How about PassiveTotal? It has 8 flavors: unique resolutions lookup, SSL certificate history lookup, malware lookup, passive DNS lookup, data enrichment lookup, SSL certificate details lookup, OSINT lookup and WHOIS data lookup.
The MISP Search Analyzer
At this point, we need to mention a special analyzer that may create some confusion if not understood correctly: the MISP Search analyzer. Thanks to it, Cortex has the ability to search observables within a MISP instance as represented by the arrow that goes from the Analyzers to MISP.
When an observable is found in an event, Cortex will return the number of records found (i.e. the number of events where the observable has been found) and a list of links to those events with additional data.

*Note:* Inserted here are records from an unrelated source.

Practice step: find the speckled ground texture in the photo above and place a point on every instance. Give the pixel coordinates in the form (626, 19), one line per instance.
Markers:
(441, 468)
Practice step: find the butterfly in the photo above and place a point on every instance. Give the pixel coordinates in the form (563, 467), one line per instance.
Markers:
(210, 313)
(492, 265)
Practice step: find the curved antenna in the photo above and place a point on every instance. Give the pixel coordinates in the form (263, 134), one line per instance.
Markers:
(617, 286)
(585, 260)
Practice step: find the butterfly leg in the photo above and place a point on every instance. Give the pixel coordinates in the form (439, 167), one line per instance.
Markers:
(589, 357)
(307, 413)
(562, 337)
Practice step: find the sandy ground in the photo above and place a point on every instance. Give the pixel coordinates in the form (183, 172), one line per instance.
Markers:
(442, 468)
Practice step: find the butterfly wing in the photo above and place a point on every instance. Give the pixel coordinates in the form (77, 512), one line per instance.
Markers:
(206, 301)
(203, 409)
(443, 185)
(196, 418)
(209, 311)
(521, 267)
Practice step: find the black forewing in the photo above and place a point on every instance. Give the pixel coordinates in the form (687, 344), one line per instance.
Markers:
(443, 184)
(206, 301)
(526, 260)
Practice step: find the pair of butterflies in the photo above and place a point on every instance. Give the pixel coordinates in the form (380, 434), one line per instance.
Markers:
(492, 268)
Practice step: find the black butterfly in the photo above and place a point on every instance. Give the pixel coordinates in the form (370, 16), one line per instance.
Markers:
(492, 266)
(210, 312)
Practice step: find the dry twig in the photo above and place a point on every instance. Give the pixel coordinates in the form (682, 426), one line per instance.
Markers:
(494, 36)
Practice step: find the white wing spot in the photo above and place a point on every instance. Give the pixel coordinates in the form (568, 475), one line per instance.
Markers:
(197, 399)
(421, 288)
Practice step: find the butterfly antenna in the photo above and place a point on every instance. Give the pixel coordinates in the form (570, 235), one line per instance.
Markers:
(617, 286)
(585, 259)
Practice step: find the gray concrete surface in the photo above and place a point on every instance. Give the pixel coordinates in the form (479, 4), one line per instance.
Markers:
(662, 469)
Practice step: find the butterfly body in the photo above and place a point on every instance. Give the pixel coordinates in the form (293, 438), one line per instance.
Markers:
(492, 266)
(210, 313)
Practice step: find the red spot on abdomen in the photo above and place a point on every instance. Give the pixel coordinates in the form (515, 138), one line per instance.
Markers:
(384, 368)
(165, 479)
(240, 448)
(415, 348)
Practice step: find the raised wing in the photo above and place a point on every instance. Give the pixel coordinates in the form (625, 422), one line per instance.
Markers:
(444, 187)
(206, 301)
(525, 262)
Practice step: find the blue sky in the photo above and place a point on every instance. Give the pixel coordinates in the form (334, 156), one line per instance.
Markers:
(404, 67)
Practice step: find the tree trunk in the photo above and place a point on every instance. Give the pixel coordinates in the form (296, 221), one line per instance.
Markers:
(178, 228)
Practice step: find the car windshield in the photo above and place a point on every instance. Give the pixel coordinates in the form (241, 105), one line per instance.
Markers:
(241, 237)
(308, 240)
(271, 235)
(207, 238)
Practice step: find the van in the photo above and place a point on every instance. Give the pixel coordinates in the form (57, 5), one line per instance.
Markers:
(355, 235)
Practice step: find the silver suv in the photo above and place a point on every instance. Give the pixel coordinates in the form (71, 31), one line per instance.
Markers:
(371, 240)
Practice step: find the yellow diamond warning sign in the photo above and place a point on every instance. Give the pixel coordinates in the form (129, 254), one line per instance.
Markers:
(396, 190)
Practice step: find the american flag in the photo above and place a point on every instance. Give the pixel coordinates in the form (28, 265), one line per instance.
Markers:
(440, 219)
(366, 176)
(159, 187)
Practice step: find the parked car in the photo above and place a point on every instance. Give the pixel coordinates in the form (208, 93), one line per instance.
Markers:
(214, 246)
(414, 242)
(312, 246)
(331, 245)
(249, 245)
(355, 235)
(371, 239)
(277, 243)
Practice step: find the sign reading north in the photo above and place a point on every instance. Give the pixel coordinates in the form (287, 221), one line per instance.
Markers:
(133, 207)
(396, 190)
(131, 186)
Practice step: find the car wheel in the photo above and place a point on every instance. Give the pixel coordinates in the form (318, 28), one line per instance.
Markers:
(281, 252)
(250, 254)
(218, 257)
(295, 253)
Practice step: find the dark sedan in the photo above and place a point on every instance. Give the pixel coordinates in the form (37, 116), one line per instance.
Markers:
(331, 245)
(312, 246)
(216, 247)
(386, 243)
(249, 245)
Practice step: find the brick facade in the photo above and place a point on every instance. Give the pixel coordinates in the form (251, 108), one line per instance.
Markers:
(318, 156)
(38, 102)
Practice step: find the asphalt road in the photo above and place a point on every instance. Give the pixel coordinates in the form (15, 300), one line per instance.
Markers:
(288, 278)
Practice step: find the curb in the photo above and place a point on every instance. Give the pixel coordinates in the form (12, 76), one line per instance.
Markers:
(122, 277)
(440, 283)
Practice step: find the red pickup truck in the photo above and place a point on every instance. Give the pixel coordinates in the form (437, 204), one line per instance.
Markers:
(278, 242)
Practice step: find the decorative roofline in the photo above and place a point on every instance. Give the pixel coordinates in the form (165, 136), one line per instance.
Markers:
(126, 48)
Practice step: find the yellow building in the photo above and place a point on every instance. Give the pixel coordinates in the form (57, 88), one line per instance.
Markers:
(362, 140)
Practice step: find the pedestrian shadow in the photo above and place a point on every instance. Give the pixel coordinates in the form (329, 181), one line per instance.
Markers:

The current version of the MISP Search analyzer can only search within a single MISP instance but in the near future, it will be able to support multiple ones.
MISP Expansion Modules
Besides its own analyzers (which include MISP Search described above), Cortex can also invoke MISP expansion modules. These are normally used by MISP to enrich attributes within events but Cortex can also take advantage of them to analyze observables.
There is some overlap between the native Cortex analyzers and MISP expansion modules. When choosing between a native analyzer or an expansion module, we highly recommend you select the former. The expansion modules are deactivated in the default Cortex configuration.
When you submit an observable for analysis, Cortex will create a job and, if successful, it will generate an analysis report in JSON format. TheHive has the ability to parse those results and present them in a human-friendly fashion thanks to report templates we offer for free. So when you’ll submit an observable to Cortex from TheHive, you’ll get back a short (or mini) report and a long one. The first can be thought of as a really tiny Exec Analyst Summary while the second provides more insight and details.
Calling Cortex from MISP
In addition to the expansion modules we have just mentioned, MISP 2.4.73 and up can enrich attributes using Cortex analyzers. The configuration is pretty straightforward. So if all you are concerned about is threat intelligence and sharing, you may augment your visibility into a given threat represented as a MISP event by leveraging all current 23 Cortex analyzers and any future ones.
TheHive, Cortex and MISP are three open source and free products that can highly aid you combat threats and keep the ‘monsters’ at bay.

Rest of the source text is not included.